Coun. Craig Cameron said the document represents meaningful change for change-averse West Vancouver.
“When viewed from the perspective of West Vancouver’s rather conservative history, I think this document is very, very significant and I’m proud of the community. I’m proud because so many of you have spoken up – so many of you obviously care deeply about the community and so many people obviously get it. They get the challenges that we’re facing and they get that we have to do something different that we haven’t done before in West Vancouver. We can’t just keep doing the same-old, same-old,” he said.
Coun. Mary-Ann Booth agreed, saying the OCP would give council the tools to tackle a number of regrettable changes already underway – the disappearance of the middle class, the loss of businesses, the lack of housing options, difficulty attracting employees and climate change.
“Whether we like it or not, we are facing significant changes, significant pressures and that’s why we’re so anxious to move this document along,” she said. “We have challenges. Doing nothing is not an option. Doing what we did before no longer works. ... The majority of our community is really urging council now to move forward so I am going to listen them.”
Coun. Christine Cassidy, however, showed more skepticism.
“The document is completed but the journey for us as residents has only just begun and the devil is in the details,” she said, referring to the local area plans, which she hoped would reflect the views of current residents. “Because it is their quality of life that is going to be impacted at the end of the day and I do believe in serving the needs of those who are here over the needs of those who we hope to come.”
Coun. Bill Soprovich also cast doubt on whether allowing West Vancouver to grow would achieve any of the goals his colleagues hoped it would, particularly about whether West Van would ever be affordable.
“Who are we doing this for? Is it for West Vancouverites? No, it’s for the world. Everybody will come. ... I don’t want to sell West Vancouver citizens down the river for developers’ delight,” he said. “Don’t get me wrong. We need some density in this town but how it’s done and who it’s for is vitally important to me.”
Coun. Peter Lambur stressed that the OCP is very high level and there is still more detailed study and consultation needed, including a housing needs study, local area plans, neighbourhood character guidelines for single-family homes, a housing action plan that focusses on both market and non-market rentals, and the use of municipal lands for affordable housing, more data driven transportation analysis and meaningful greenhouse gas reduction policies.
“All of this is to say the OCP that’s before us is a good start,” he said.
Mayor Michael Smith said the OCP will address the problems facing West Vancouver while leaving what’s good about the community intact.

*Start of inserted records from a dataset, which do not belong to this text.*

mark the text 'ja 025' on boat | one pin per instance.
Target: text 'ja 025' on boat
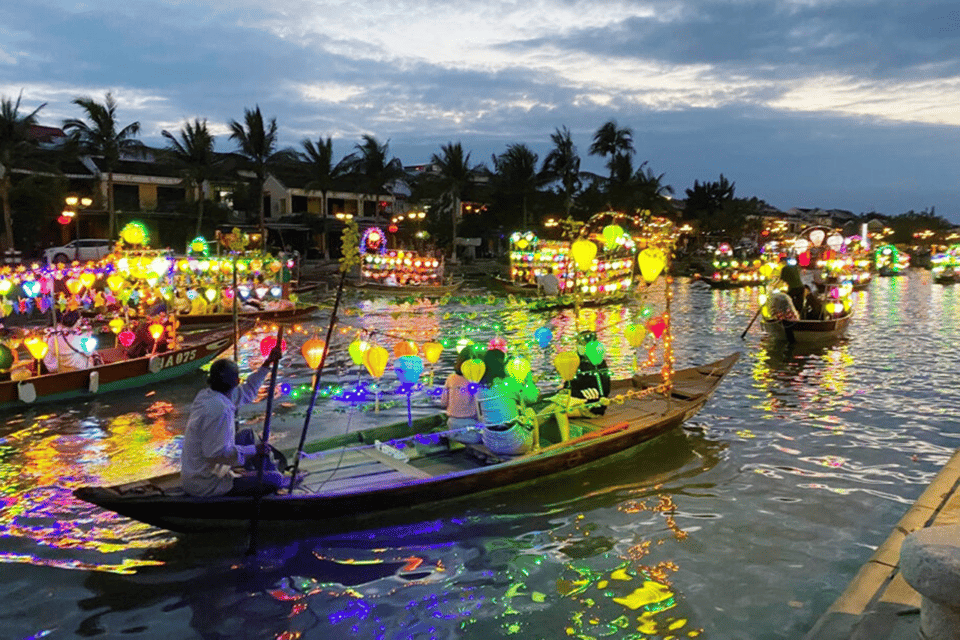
(106, 370)
(400, 272)
(388, 471)
(945, 266)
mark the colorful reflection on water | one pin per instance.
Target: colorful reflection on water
(749, 521)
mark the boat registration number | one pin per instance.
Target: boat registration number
(179, 358)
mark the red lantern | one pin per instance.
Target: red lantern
(268, 343)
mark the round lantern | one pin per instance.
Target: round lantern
(594, 351)
(432, 351)
(543, 336)
(584, 251)
(356, 350)
(36, 346)
(566, 364)
(268, 343)
(312, 351)
(375, 360)
(651, 262)
(518, 368)
(405, 348)
(635, 333)
(473, 370)
(408, 369)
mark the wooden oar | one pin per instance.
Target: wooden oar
(316, 381)
(254, 521)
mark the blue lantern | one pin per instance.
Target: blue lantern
(408, 368)
(543, 336)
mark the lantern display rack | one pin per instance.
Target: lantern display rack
(611, 270)
(401, 267)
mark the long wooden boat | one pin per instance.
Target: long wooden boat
(421, 290)
(289, 314)
(807, 331)
(118, 373)
(352, 478)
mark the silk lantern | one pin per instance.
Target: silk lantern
(566, 364)
(651, 262)
(357, 349)
(543, 336)
(635, 333)
(518, 368)
(312, 352)
(583, 251)
(432, 351)
(594, 351)
(408, 369)
(473, 370)
(375, 360)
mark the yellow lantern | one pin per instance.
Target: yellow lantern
(312, 351)
(567, 363)
(584, 251)
(473, 370)
(375, 360)
(37, 347)
(432, 351)
(651, 262)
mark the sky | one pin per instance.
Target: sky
(836, 104)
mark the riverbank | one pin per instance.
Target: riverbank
(879, 604)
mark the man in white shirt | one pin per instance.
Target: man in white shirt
(209, 441)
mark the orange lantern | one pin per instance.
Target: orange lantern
(405, 348)
(312, 351)
(432, 351)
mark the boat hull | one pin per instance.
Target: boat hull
(337, 506)
(121, 375)
(806, 331)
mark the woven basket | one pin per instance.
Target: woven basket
(512, 442)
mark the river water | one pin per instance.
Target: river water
(746, 523)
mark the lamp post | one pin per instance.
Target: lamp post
(69, 214)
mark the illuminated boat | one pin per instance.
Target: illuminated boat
(890, 261)
(117, 373)
(403, 471)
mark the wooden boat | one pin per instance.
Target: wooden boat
(806, 331)
(118, 373)
(289, 314)
(351, 478)
(419, 290)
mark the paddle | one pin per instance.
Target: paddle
(254, 521)
(316, 380)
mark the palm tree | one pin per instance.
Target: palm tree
(101, 137)
(453, 175)
(193, 153)
(516, 175)
(316, 161)
(611, 141)
(372, 168)
(15, 145)
(257, 143)
(563, 165)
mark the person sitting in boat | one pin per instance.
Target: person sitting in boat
(460, 402)
(64, 352)
(812, 305)
(790, 274)
(210, 451)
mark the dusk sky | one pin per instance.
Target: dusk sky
(846, 104)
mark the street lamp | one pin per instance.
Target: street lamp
(69, 214)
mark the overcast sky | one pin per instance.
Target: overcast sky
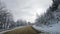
(27, 9)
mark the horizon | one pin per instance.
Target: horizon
(27, 9)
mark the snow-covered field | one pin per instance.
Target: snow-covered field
(54, 29)
(12, 29)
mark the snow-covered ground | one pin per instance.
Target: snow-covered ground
(12, 29)
(52, 29)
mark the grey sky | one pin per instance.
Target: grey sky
(27, 9)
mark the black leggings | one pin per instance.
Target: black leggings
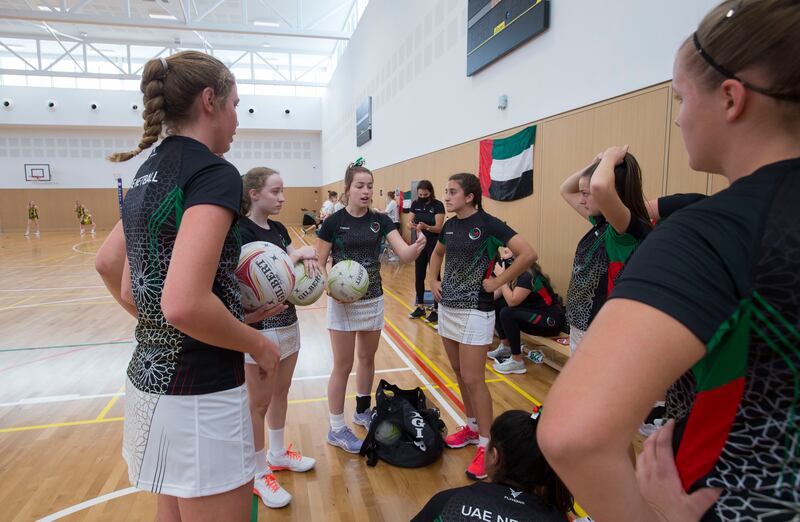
(421, 269)
(510, 320)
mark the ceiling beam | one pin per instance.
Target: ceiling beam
(59, 74)
(167, 41)
(84, 19)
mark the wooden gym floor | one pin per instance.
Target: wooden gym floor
(64, 348)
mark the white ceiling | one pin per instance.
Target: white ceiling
(291, 40)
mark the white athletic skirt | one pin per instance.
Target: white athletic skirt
(365, 315)
(286, 337)
(575, 338)
(466, 326)
(188, 445)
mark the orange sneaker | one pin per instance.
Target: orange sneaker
(477, 469)
(463, 436)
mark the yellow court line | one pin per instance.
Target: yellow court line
(100, 419)
(419, 352)
(23, 300)
(500, 375)
(514, 386)
(61, 424)
(110, 404)
(83, 303)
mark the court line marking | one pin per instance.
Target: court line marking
(428, 386)
(46, 303)
(58, 398)
(77, 397)
(50, 288)
(111, 403)
(19, 302)
(89, 503)
(396, 335)
(26, 363)
(444, 404)
(352, 374)
(57, 346)
(502, 377)
(61, 424)
(75, 249)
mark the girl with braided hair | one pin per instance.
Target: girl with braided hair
(188, 435)
(714, 290)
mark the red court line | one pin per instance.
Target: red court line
(435, 378)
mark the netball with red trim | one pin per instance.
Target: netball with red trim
(265, 274)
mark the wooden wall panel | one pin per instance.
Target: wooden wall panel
(680, 177)
(564, 144)
(56, 206)
(571, 141)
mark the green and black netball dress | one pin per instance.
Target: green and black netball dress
(728, 269)
(466, 312)
(359, 239)
(187, 421)
(599, 259)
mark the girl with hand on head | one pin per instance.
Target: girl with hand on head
(608, 193)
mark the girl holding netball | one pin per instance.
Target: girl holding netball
(469, 244)
(263, 197)
(356, 232)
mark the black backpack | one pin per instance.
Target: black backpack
(403, 431)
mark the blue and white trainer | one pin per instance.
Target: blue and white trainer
(345, 439)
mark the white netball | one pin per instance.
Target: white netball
(265, 273)
(307, 289)
(348, 281)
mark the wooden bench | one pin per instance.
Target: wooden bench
(555, 353)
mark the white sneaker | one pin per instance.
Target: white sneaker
(270, 492)
(290, 461)
(501, 351)
(509, 366)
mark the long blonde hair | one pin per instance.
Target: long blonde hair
(170, 86)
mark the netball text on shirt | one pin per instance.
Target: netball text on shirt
(147, 178)
(483, 514)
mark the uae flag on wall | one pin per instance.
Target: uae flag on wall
(405, 200)
(506, 166)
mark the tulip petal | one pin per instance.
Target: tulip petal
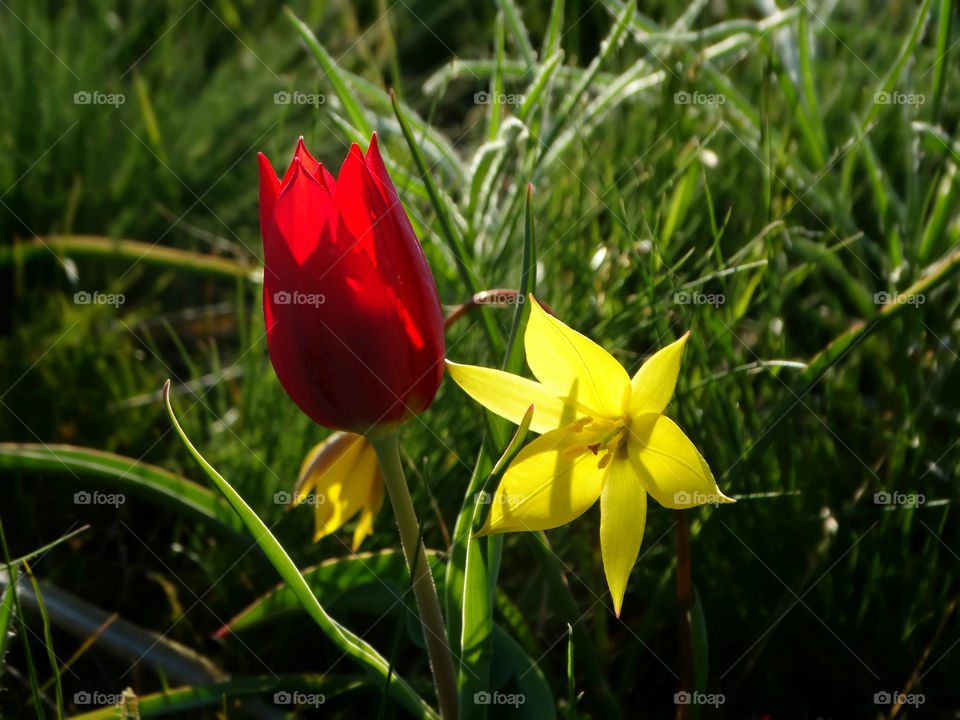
(669, 466)
(544, 487)
(623, 515)
(346, 488)
(302, 214)
(319, 460)
(370, 510)
(510, 395)
(574, 367)
(654, 383)
(269, 186)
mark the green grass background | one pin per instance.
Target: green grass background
(797, 199)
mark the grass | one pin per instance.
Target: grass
(778, 201)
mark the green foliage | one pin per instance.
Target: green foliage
(765, 178)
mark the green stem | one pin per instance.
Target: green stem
(434, 630)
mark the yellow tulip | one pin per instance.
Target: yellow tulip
(604, 436)
(341, 477)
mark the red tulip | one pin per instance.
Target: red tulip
(354, 325)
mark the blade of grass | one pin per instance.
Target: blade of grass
(351, 644)
(47, 638)
(518, 31)
(944, 46)
(182, 699)
(453, 240)
(332, 71)
(124, 473)
(91, 246)
(18, 611)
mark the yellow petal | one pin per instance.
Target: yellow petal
(623, 515)
(510, 395)
(544, 486)
(371, 506)
(574, 367)
(653, 384)
(320, 458)
(669, 465)
(341, 472)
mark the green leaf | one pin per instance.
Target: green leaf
(518, 31)
(453, 240)
(150, 254)
(333, 72)
(351, 644)
(178, 700)
(521, 671)
(332, 580)
(124, 473)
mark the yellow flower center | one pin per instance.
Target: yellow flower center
(607, 437)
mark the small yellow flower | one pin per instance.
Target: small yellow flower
(340, 477)
(604, 436)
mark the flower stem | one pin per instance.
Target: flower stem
(434, 629)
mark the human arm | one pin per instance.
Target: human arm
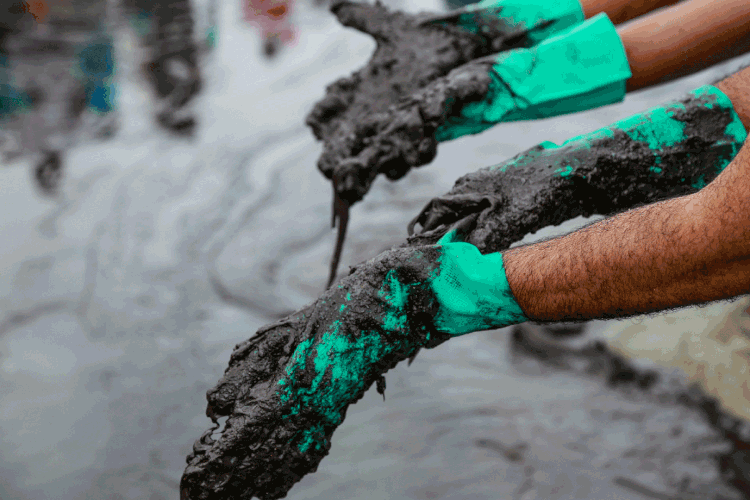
(670, 254)
(684, 39)
(675, 253)
(620, 11)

“I’ve lived in West Vancouver for 63 years and I’ve seen a lot of change but the one thing that doesn’t change is the essence of the community remains the same. We’re still a rural feeling community, enjoying the spectacular location we have between the ocean and the mountains and it’s great place to live. That’s always been the essence of West Van for the last 100 years and I’m sure it will continue for hundreds of years or in perpetuity,” he said. “I think we’ve got 95 per cent plus of the community who are all saying let’s get on with these housing issues and everything else and let’s have a complete community.”